07 Mar Around the Web: A Week in Summary
A recent article from Small Business Trends entitled “41% of Entrepreneurs Will Leave Their Small Business Behind in 5 Years” summarizes a report by a global financial services firm that looks at business ownership and entrepreneurialism in modern America. The report found that almost 60% of wealthy investors would consider starting their own business while more than 40 percent of current business owners are planning to exit their business. Of the 41% of business owners who are planning to leave their business in the next 5 years, half of them plan to sell their business.

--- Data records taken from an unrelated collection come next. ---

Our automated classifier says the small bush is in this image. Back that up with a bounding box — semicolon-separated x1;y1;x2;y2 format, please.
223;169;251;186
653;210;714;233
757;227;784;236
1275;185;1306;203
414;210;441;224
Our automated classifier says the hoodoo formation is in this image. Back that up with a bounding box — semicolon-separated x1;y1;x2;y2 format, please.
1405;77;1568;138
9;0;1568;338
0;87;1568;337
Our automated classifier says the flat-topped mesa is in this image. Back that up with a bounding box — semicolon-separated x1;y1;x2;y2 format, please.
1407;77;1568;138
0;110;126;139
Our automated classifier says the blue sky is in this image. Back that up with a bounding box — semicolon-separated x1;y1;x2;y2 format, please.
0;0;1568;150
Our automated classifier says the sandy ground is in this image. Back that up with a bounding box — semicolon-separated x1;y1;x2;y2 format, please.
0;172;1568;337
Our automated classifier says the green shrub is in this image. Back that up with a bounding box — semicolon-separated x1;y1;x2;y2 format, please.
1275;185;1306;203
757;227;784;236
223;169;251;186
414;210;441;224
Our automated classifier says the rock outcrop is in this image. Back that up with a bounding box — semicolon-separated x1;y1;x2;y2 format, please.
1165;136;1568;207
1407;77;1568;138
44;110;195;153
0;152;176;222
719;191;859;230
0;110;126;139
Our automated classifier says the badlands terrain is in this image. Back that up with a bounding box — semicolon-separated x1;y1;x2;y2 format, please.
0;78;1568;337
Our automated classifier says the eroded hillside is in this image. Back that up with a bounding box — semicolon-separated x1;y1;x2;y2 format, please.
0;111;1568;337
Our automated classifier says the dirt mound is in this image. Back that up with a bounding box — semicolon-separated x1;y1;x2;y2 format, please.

The report highlights how heirs in the family are often reluctant to take over the family business and that many business owners underestimate what they need to reach a successful sale. The report notes that 58% of business owners have never had their business appraised and 48% have no formal exit strategy. One of the main takeaways from this should be that small business owners need to prepare for selling their business and they should create an exit plan well in advance.
A recent article posted on the Axial Forum entitled “Will High Valuations Lead to an M&A Renaissance?” explores the idea that high valuations could lead to big changes and improvements in the theory and practice of making deals. PE firms are looking to avoid commoditization and are mainly using two kinds of acquisitions to drive their internal rate of return (IRR): one which boosts current performance and one where they reinvent the buyer’s business model.

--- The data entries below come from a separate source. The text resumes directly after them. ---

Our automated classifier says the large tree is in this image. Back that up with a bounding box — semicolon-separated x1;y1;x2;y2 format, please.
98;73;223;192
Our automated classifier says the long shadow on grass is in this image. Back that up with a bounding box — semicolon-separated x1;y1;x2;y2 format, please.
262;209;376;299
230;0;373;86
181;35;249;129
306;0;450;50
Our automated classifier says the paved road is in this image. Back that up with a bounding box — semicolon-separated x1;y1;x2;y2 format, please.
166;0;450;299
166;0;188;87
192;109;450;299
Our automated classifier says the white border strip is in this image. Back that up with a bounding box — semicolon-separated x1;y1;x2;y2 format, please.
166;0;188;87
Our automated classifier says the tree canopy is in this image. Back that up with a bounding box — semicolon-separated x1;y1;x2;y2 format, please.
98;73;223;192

An acquisition to boost current performance is where most add-on acquisitions will focus and this is a lower risk strategy. On the other hand, business model reinvention is much more challenging but will become more necessary as technology advances and becomes more important in every industry.
With the combination of high valuations and the increased pressure to grow businesses through acquisitions, deal makers may be forced to get better at the overall practice of M&A. The hope is that PE firms will have their people be more actively involved in the transaction integration process, seeing how everything aligns with the terms, culture and mission of a business which will lead to more successful acquisitions.
A recent article on the CBB Blog entitled “When is the Best Time to Sell?” explains the factors involved in determining the best time to sell a business, such as the financial condition of the company, valuation, growth cycle, profit history, and the current market. In general, the best time to sell is when earnings are solid and trending upwards, while also having a history of good performance which gives the buyer confidence in future earnings. Timing is everything though, and external factors such as the economy, industry trends, competition, investor confidence and more are always changing and can impact value.
Understanding the lifecycle of a business will help a business owner to see when the timing is right. The peak of a business is when it has passed its growth phase and is in its sustaining mode. Buyers pay the best prices when the business is still climbing and hasn’t quite reached the sustaining phase. Once the peak is reached, the business could start to decline and then the opportunity for a sale is missed. The best deals are made on the way up, so sellers need to be careful not to wait too long to sell.